Another major reason is eating unhealthy types of fat, which do not nourish the body but rather create ama. This includes saturated fats found in meat, butter and vegetable oils. A worse type of fat that is virtually indigestible is Trans fats, or hydrogenated vegetable oils, that are found in almost all packaged, processed and fast foods. Another type of unhealthy fat is rancid or overheated fats.
I think it’s obvious why you shouldn’t eat fats that are spoiled. But overheating fats is just as bad. Most polyunsaturated vegetable oils (corn, sunflower, safflower, sesame) are processed with chemicals or heat, and their nutritional value is destroyed. They end up creating free radicals, contributing to oxidized fats, or cholesterol, in the body. This can happen even if you use coldpressed oils for frying or cooking foods.
A third reason is just eating too much fat overall, even if it’s the good kind of fat. While all of these factors can cause high cholesterol, the most dangerous combination is eating large quantities of unhealthy fat, which can happen easily if you eat fast foods or processed, packaged foods on a daily basis.
Ayurvedic Diet Tips to Regulate Cholesterol Levels
Here are some important diet tips and herbal remedies to regulate cholesterol
• Stick to a kapha-pacifying diet. Avoid fatty food, cheese, processed foods, high-fat milk or yogurt. Minimise the consumption of sweets and cold foods and drinks.
• Garlic is said to be the most effective in preventing high cholesterol. Mix together one clove of fresh garlic chopped finely, half teaspoon grated ginger root and half teaspoon lime juice; eat this mixture before each meal you take through the day.

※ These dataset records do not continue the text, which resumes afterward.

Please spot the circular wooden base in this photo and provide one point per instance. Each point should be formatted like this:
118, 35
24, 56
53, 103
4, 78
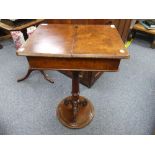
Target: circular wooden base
84, 115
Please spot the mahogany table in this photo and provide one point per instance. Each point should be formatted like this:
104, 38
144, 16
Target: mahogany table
75, 48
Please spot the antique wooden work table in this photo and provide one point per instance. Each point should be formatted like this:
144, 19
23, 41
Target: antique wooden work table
75, 48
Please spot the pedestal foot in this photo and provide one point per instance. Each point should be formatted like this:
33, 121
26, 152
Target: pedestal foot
84, 115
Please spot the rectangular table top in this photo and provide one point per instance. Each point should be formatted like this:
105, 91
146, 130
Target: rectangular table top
81, 41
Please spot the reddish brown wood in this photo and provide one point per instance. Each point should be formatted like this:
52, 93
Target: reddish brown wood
64, 50
88, 78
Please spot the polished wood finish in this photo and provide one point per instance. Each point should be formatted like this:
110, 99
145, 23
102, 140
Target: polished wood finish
61, 47
122, 25
75, 111
69, 41
84, 116
30, 70
83, 64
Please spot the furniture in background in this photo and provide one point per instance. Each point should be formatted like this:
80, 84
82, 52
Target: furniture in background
88, 78
75, 48
22, 25
138, 27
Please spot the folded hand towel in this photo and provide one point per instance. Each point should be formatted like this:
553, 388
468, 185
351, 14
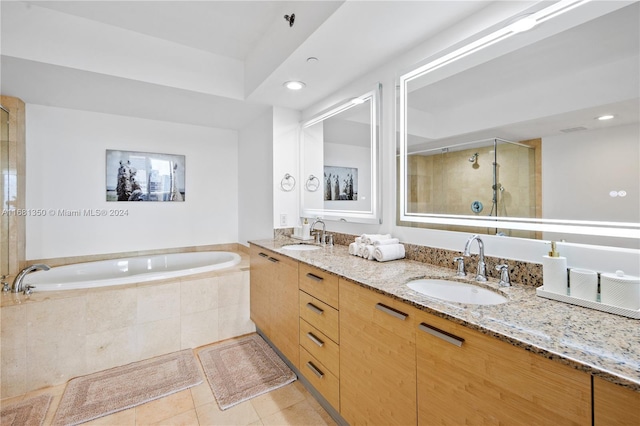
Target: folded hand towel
369, 238
387, 252
386, 241
368, 251
353, 249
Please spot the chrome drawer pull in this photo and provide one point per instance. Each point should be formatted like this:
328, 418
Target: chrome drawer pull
447, 337
314, 308
315, 340
315, 370
394, 313
314, 277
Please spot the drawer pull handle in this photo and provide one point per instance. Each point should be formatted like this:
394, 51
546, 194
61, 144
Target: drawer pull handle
314, 277
447, 337
315, 370
393, 312
314, 308
315, 340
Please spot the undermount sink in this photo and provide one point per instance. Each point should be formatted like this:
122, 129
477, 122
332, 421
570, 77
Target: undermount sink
300, 247
458, 292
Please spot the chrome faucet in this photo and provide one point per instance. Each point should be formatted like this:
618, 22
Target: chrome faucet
319, 238
17, 283
481, 274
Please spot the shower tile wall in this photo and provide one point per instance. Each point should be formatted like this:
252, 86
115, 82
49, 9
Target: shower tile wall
73, 333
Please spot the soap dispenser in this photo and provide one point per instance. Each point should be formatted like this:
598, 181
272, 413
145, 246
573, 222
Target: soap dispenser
554, 272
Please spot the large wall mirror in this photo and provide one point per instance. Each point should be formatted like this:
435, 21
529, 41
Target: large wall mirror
535, 135
340, 161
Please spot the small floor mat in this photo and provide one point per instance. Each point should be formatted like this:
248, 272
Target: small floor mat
96, 395
31, 411
240, 369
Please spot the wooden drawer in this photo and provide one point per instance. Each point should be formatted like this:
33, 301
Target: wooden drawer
320, 284
320, 378
371, 307
320, 315
320, 346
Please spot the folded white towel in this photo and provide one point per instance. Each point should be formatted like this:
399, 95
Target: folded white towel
367, 253
388, 252
369, 238
386, 241
353, 249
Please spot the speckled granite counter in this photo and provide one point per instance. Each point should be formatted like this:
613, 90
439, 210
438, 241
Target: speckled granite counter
598, 343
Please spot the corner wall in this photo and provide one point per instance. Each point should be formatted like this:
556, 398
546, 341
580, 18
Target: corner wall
66, 170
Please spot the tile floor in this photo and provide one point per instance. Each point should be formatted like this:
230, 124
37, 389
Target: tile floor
289, 405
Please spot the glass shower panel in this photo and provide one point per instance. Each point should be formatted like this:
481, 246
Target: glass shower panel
5, 178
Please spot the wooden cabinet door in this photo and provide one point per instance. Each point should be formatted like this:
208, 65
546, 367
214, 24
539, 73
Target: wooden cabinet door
466, 377
377, 358
260, 271
285, 323
614, 404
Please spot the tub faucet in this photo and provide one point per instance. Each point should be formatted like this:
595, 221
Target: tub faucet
481, 272
17, 283
321, 239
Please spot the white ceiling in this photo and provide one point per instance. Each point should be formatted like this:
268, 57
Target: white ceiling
349, 39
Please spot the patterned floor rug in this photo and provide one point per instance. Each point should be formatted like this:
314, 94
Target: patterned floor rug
31, 411
109, 391
238, 370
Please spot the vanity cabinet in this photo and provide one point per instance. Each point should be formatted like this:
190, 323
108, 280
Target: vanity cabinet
614, 405
274, 300
377, 358
319, 332
466, 377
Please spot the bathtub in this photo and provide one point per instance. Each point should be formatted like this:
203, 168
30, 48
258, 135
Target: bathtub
131, 270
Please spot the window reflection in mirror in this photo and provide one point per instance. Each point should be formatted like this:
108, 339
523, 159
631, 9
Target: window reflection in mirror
339, 151
548, 85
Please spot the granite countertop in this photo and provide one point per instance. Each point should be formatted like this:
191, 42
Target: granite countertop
599, 343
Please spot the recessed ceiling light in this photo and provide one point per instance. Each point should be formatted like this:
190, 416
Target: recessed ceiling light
294, 85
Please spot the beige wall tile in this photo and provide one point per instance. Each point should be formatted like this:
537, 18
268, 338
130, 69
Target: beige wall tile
157, 302
13, 371
158, 337
110, 310
199, 329
198, 295
111, 348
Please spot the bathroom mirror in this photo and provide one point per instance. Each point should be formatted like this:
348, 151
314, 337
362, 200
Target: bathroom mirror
503, 136
339, 161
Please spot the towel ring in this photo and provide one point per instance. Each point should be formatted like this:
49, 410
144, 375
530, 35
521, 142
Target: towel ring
312, 184
287, 183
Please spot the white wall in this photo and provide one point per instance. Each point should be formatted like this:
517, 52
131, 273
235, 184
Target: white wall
255, 173
586, 256
66, 170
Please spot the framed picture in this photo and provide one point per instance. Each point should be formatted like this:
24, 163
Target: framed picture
340, 183
144, 176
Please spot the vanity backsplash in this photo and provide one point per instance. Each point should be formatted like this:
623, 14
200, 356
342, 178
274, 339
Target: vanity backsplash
524, 273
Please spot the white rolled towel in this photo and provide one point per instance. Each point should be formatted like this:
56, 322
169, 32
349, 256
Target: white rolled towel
370, 238
386, 241
368, 251
388, 252
353, 249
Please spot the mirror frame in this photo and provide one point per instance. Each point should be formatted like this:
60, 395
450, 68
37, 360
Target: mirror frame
582, 227
374, 214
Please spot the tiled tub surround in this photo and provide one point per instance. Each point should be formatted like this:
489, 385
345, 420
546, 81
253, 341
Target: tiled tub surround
598, 343
48, 338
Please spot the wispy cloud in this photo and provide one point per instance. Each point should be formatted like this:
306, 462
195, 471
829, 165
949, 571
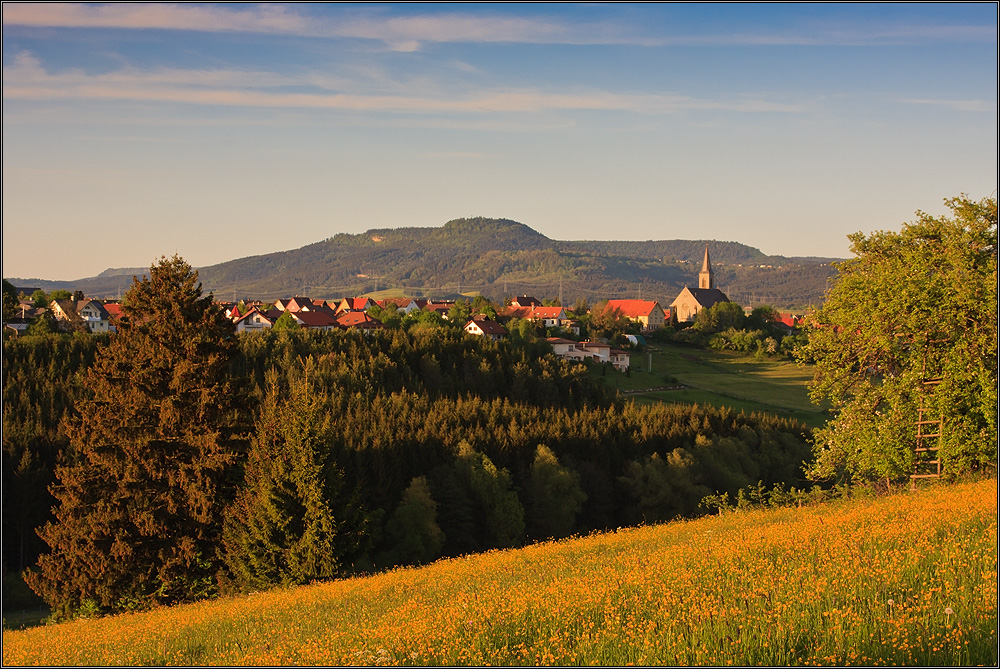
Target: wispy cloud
409, 33
957, 105
403, 33
26, 79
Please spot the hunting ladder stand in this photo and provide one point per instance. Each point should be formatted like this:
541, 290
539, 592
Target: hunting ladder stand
926, 455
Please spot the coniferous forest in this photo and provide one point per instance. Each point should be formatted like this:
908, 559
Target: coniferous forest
176, 460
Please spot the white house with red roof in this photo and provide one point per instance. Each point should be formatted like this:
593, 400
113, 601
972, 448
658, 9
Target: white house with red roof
649, 313
353, 304
486, 328
315, 320
358, 319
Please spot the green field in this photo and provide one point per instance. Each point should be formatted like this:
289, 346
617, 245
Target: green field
903, 579
717, 378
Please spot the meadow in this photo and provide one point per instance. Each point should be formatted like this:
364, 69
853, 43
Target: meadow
720, 379
908, 578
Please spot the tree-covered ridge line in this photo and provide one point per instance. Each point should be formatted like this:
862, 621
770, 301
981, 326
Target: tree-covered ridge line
320, 453
495, 257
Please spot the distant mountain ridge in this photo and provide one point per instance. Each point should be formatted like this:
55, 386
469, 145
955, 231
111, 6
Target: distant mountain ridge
496, 257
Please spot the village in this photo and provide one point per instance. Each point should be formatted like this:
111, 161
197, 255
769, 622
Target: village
362, 313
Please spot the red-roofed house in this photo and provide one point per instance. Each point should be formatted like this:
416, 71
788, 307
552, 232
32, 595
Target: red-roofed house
596, 350
647, 312
525, 301
486, 328
353, 304
440, 308
550, 316
620, 359
314, 320
253, 320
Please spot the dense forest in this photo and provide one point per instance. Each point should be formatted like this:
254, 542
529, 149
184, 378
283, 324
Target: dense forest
498, 258
328, 453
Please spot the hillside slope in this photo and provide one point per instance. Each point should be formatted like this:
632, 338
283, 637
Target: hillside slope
909, 578
498, 257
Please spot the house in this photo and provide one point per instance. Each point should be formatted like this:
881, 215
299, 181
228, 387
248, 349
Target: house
314, 320
353, 304
525, 301
253, 320
486, 328
692, 300
403, 305
620, 359
90, 312
550, 317
566, 349
295, 304
596, 350
648, 313
359, 320
440, 308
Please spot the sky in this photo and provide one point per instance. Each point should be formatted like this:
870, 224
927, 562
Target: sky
220, 131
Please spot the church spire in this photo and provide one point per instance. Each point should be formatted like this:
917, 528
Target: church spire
706, 278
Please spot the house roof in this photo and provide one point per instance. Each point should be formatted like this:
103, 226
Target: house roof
350, 319
114, 310
706, 297
634, 308
315, 319
548, 312
251, 312
515, 311
525, 301
67, 308
488, 327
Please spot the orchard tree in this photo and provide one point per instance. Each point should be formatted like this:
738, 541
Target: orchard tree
140, 487
912, 305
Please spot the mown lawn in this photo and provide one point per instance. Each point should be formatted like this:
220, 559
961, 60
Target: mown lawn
717, 378
904, 579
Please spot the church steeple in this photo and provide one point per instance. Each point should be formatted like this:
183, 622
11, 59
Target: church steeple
706, 278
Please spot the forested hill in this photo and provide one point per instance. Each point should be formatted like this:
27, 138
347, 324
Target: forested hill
498, 257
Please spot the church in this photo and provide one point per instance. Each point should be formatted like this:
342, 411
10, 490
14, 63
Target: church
692, 300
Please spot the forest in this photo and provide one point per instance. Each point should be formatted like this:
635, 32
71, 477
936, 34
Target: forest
321, 454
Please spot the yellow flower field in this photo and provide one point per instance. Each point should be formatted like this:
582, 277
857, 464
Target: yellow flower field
904, 579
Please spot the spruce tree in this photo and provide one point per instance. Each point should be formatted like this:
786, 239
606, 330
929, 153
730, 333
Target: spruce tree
139, 488
281, 529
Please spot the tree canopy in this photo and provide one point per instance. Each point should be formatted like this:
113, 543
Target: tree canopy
139, 489
911, 306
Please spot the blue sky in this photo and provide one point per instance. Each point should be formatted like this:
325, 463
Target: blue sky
219, 131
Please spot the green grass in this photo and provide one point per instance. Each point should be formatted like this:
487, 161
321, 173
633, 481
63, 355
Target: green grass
718, 378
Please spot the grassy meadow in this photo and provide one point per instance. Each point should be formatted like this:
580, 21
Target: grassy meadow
908, 578
720, 378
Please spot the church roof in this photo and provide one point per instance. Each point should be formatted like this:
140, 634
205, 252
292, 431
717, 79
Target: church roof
706, 297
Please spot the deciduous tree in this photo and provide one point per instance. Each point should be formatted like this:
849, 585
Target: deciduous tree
912, 305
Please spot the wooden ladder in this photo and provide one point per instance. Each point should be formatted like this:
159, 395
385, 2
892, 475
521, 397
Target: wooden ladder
926, 460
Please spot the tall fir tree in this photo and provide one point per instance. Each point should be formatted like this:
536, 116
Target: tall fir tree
140, 488
281, 529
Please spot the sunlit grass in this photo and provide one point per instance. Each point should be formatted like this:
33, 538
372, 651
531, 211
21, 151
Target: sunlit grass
720, 379
904, 579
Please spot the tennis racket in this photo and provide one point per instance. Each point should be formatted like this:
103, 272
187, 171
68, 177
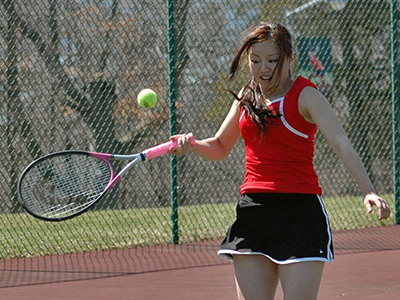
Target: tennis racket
65, 184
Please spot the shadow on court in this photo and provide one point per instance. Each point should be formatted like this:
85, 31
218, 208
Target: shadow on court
366, 266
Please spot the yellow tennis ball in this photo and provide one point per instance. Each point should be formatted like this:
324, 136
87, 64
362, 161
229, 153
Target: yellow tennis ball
147, 98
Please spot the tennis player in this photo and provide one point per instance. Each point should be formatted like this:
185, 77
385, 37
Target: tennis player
281, 231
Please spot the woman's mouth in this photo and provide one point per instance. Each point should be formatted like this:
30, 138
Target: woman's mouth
266, 78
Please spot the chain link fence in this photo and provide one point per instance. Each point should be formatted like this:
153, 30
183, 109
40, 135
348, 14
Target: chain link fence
71, 71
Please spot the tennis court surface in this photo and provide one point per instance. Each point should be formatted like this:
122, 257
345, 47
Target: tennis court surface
366, 266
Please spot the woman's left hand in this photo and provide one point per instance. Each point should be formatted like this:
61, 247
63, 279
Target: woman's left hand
373, 199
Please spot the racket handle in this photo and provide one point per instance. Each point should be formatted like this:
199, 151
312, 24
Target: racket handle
162, 149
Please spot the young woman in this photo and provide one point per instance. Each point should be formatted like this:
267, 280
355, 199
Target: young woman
281, 231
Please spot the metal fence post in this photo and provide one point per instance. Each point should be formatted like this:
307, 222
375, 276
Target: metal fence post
172, 109
396, 114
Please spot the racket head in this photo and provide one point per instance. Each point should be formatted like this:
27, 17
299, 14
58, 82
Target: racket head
62, 185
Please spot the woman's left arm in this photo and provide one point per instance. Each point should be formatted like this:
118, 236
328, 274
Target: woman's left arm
315, 109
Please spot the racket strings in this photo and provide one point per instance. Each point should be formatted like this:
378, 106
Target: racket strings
63, 185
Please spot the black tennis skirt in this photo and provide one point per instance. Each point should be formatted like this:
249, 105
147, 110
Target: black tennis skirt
286, 228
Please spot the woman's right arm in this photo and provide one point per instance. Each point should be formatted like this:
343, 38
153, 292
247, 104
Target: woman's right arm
217, 147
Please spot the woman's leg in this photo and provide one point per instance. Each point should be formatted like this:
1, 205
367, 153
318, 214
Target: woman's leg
256, 277
300, 281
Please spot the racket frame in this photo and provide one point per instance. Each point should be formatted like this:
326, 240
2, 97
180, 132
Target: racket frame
147, 154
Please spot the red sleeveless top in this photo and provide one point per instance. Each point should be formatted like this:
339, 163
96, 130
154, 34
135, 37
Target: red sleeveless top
282, 161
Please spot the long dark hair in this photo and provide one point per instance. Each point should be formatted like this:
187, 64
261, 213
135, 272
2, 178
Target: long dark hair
251, 96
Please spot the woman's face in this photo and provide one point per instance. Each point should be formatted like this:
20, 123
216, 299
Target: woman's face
263, 59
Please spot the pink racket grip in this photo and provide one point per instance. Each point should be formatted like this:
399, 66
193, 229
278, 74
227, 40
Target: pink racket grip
164, 148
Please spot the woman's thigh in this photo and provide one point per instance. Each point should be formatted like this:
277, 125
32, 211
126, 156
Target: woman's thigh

• Drink a tea made of one teaspoon cinnamon and one-fourth teaspoon of the herbal mixture trikatu. Steep it for 10 minutes in a cupful of water; add one teaspoon honey and drink. Take it twice a day.
• Taking half teaspoon trikatu with one teaspoon honey, two to three times a day is good for burning ama (digestive fire) and excess kapha, further helps to regulate cholesterol.
• Another herb that has been known to effectively manage cholesterol levels in the body is chitrakadi vati.
• Drink one cup of hot water mixed with honey. This will help to ‘scrape’ off the fat from your system and reduce cholesterol levels. You could also add one teaspoon of lime juice or 10 drops of apple cider vinegar to make the drink more effective.
• Include more millets, quinoa, oatmeal, wheat, apples, grapefruit, and almonds to reduce cholesterol.
• Make sure you engage in physical activities to regulate cholesterol.
• Don’t forget to eat a healthy diet and lead a right lifestyle to ensure healthy cholesterol levels.